Ontario’s optometrists are launching an urgent appeal to the Ontario government to end the 30-year neglect in funding for eye care. This chronic underfunding, coupled with the devastating impact of COVID-19 on optometrists’ ability to see patients, threatens Ontarians’ access to these essential health services.

With strict physical distancing and infection control guidelines, optometrists are returning to work with patient volumes reduced by 50 per cent, resulting in the loss of nearly two million comprehensive eye exams over the next 12 months.

“Optometrists can’t reopen practices that have been financially devastated by COVID-19, only to provide OHIP-insured services at an even greater loss. If this happens, practices in both rural and urban communities will struggle to survive,” said Dr. Sheldon Salaba, President of the Ontario Association of Optometrists. “It’s time for Ontario’s elected officials to open their eyes to a crisis that’s about to become painfully visible for all to see.”

COVID-19 has strained health care workers and decimated small businesses, and local optometrists are both. A recent survey reveals the devastating impact of the pandemic on optometry practices in Ontario, with 95 per cent reporting a revenue drop between 75 and 80 per cent since the forced closure of clinics in mid-March.
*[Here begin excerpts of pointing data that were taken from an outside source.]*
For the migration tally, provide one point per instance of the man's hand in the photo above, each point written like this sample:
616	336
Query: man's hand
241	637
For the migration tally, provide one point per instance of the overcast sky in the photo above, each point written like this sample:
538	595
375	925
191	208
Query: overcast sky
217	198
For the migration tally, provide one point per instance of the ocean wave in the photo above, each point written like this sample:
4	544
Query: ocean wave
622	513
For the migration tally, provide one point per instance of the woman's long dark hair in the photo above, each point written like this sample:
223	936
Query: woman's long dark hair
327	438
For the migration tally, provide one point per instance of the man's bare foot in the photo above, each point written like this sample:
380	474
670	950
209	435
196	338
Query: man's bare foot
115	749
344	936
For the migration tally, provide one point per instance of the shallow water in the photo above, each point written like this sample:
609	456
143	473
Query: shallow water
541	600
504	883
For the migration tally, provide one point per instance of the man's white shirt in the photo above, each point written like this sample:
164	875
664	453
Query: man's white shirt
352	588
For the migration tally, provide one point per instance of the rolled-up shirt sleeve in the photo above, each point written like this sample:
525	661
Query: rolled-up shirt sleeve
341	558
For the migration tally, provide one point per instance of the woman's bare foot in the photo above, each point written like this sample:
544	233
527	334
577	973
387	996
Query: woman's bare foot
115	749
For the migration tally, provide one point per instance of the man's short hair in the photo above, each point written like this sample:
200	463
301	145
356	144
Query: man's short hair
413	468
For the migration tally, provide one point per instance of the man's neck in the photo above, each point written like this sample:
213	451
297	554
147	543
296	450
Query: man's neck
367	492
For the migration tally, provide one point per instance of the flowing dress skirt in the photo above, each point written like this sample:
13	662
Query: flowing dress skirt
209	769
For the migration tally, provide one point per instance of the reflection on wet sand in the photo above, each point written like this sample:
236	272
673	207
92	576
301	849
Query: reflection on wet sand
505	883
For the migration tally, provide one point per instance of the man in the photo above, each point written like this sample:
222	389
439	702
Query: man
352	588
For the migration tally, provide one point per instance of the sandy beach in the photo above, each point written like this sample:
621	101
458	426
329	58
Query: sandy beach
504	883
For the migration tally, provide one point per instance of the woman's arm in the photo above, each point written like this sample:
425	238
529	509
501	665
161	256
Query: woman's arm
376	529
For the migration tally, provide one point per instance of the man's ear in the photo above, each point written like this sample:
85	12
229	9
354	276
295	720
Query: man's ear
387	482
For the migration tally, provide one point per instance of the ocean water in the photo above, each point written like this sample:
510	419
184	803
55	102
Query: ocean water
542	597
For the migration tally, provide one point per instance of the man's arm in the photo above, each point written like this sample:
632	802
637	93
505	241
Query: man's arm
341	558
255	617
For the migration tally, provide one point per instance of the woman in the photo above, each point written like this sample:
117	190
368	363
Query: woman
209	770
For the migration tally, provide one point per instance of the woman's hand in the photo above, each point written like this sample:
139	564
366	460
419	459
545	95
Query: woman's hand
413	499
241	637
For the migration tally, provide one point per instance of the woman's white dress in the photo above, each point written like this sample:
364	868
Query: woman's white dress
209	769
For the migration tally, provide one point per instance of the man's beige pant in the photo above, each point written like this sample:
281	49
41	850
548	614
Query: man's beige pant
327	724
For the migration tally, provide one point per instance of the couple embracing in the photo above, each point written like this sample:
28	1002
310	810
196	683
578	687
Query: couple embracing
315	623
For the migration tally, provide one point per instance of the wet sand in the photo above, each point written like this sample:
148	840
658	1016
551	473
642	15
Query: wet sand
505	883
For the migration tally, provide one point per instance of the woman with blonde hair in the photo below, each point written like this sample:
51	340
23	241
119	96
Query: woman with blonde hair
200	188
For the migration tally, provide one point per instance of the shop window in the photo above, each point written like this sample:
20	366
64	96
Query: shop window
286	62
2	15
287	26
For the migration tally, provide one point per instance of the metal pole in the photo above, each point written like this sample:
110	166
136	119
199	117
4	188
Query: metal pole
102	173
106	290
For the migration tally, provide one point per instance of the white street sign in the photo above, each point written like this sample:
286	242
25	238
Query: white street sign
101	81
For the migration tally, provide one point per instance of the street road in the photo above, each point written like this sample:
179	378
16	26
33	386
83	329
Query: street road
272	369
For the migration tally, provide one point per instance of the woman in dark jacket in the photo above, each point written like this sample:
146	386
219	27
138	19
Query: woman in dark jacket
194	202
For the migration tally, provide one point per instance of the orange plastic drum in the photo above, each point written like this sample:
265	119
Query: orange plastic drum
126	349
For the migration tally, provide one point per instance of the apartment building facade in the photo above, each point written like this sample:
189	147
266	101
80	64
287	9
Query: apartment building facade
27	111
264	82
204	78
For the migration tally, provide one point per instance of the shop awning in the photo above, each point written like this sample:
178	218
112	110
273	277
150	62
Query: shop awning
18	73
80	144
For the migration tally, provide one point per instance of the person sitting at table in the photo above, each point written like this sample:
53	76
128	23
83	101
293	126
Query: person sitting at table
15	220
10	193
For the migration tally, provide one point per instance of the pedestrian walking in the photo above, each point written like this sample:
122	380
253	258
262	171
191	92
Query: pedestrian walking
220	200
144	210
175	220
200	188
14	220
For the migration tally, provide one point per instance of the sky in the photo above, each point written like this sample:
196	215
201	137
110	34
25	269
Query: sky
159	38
But even before the pandemic, Ontario’s optometrists were in a far worse position than most other health care providers. After decades of neglect by previous governments, optometrists now subsidize more than half of the province’s eye care system, at a cost of $173 million a year.

To ensure Ontarians receive care, optometrists will be referring patients to alternate providers, such as family doctors and hospitals. This situation risks putting a strain on the health system at the worst possible time.

“We are fighting not just for our survival, but for a long-term solution that protects patients and public health,” added Dr. Salaba. “We ask the government to come to the table with a commitment to succeed where previous governments failed. Either cover the true cost of eye exams or give optometrists more flexibility in our billings. Optometrists are ready to adapt to ensure Ontarians get the accessible and quality eye care they deserve.”